Author: Shirley Jackson
First Published: 1962, by Viking Press

Shirley Jackson is best known for her short-story “The Lottery” (1948), as well as her novel The Haunting of Hill House (1959). But I’ve heard people say that We Have Always Lived in the Castle is one of the best books they’ve ever read, and I am in total agreement with these people. I would go so far as to say that if I had to select my ten favorite books of all time, We Have Always Lived in the Castle would be one of them. The first paragraph is certainly one of the greatest openings ever written:

My name is Mary Katherine Blackwood. I am eighteen years old, and I live with my sister Constance. I have often thought that with any luck at all I could have been born a werewolf, because the two middle fingers on both my hands are the same length, but I have had to be content with what I had. I dislike washing myself, and dogs, and noise. I like my sister Constance, and Richard Plantagenent, and Amanita phalloides, the death-cup mushroom. Everyone else in my family is dead.

In terms of first paragraphs, only García Márquez comes close.
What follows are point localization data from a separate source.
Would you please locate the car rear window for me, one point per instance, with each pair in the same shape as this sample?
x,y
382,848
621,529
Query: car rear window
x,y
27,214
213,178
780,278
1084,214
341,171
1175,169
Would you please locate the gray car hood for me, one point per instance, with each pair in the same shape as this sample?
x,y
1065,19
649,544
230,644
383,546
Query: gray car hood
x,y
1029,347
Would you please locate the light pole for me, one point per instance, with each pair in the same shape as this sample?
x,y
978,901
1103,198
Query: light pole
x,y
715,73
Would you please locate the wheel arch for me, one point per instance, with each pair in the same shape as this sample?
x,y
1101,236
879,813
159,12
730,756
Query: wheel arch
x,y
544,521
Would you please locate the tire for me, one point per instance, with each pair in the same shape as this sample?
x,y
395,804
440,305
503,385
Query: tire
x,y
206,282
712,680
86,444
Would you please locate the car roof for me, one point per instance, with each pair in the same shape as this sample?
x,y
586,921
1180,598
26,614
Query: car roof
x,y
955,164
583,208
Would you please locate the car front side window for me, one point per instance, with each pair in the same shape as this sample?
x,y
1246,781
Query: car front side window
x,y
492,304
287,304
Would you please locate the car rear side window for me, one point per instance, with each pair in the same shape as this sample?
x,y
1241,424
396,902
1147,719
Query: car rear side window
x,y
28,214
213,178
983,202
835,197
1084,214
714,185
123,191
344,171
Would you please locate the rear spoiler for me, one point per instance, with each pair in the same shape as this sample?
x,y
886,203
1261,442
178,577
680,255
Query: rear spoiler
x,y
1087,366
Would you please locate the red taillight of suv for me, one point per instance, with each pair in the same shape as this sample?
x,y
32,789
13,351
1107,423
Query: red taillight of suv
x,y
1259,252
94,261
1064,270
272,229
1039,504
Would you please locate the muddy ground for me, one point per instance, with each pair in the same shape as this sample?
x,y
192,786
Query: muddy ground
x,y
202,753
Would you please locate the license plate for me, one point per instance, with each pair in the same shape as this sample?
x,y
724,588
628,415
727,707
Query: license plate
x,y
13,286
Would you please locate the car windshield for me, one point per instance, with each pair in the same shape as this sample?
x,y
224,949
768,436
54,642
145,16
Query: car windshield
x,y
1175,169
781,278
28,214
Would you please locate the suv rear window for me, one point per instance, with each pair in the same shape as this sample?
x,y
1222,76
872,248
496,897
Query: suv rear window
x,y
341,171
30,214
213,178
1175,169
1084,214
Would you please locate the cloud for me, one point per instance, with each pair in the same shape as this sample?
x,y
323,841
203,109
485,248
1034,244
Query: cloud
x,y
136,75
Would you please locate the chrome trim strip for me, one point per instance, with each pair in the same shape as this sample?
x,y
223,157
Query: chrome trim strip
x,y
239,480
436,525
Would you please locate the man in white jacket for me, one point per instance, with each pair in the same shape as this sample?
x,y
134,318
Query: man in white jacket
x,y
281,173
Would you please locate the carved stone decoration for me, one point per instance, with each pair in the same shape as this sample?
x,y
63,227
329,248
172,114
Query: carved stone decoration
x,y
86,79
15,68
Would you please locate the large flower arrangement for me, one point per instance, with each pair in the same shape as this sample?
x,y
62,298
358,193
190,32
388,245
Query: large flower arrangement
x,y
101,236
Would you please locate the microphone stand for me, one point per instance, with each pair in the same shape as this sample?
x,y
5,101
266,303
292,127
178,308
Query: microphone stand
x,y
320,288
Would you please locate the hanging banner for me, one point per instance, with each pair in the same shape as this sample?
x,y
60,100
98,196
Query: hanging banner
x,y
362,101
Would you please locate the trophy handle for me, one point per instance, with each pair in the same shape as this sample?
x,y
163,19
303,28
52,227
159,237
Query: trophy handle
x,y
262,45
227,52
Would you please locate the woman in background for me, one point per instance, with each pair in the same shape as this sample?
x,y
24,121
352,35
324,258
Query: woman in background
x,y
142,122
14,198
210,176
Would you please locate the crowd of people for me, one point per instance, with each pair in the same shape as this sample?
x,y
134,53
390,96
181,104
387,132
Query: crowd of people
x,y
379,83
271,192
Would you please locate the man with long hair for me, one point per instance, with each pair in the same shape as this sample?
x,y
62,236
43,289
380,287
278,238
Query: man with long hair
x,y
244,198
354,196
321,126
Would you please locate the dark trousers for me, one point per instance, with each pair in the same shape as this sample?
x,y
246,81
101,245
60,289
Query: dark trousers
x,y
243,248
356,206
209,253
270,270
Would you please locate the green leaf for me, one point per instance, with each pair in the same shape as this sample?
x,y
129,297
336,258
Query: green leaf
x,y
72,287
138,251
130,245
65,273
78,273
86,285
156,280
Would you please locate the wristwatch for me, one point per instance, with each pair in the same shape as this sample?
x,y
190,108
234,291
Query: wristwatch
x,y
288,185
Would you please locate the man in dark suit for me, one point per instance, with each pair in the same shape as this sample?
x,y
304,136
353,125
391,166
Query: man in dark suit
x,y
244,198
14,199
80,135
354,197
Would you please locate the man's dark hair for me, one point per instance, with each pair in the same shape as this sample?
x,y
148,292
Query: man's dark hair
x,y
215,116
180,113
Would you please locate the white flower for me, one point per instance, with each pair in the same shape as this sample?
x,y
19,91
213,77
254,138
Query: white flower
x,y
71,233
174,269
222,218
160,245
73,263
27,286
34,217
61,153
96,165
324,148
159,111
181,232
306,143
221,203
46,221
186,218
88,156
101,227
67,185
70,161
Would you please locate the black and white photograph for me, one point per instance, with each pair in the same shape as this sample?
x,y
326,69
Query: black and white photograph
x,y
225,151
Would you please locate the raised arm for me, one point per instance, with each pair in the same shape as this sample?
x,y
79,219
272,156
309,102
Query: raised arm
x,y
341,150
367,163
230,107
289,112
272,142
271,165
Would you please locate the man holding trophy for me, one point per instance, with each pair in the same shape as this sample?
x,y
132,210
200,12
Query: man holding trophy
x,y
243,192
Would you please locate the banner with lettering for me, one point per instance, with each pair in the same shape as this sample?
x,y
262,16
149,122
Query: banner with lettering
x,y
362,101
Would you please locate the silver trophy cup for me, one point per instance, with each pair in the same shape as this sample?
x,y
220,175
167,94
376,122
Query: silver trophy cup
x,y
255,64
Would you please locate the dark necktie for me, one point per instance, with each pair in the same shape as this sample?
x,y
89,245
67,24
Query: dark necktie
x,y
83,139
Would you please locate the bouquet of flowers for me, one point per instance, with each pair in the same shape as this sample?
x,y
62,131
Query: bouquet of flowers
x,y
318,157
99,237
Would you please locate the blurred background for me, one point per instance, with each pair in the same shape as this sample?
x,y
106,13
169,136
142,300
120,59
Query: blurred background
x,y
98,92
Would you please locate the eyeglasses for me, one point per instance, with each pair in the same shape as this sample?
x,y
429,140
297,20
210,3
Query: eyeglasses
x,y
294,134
Mary Katherine Blackwood (or “Merricat” as she’s called in the novel) is the paradigm of the unreliable narrator, reminiscent of the governess in Henry James’s The Turn of the Screw, only with a more child-like and oddly welcoming writing style. From the beginning, you know this narrator is disturbed, and that you cannot trust anything she says. Her world is a self-created fantasy realm through which the “real story” pokes holes when she is not in control of her narrative. The irony here is of course that Jackson, the author, is in complete control of the narrative, and the book is a marvelous example of the magic a writer can work by withholding bits of information, and revealing other bits at just the right time.

The characters are exquisitely Dickensian (no surprise why I love this book so much), particularly Uncle Julian in his wheelchair, who calls to mind Mr. Dick from David Copperfield. And the final disaster that takes place near the end of the book is like some horrific riot right out of A Tale of Two Cities, or Nathanael West’s The Day of the Locust. There is an eerie pacing to the story, perfectly timed, that aggravates the mystery behind why everyone else in the family is dead. But it is the voice of the gifted, eccentric narrator that makes it impossible for me to put this book down.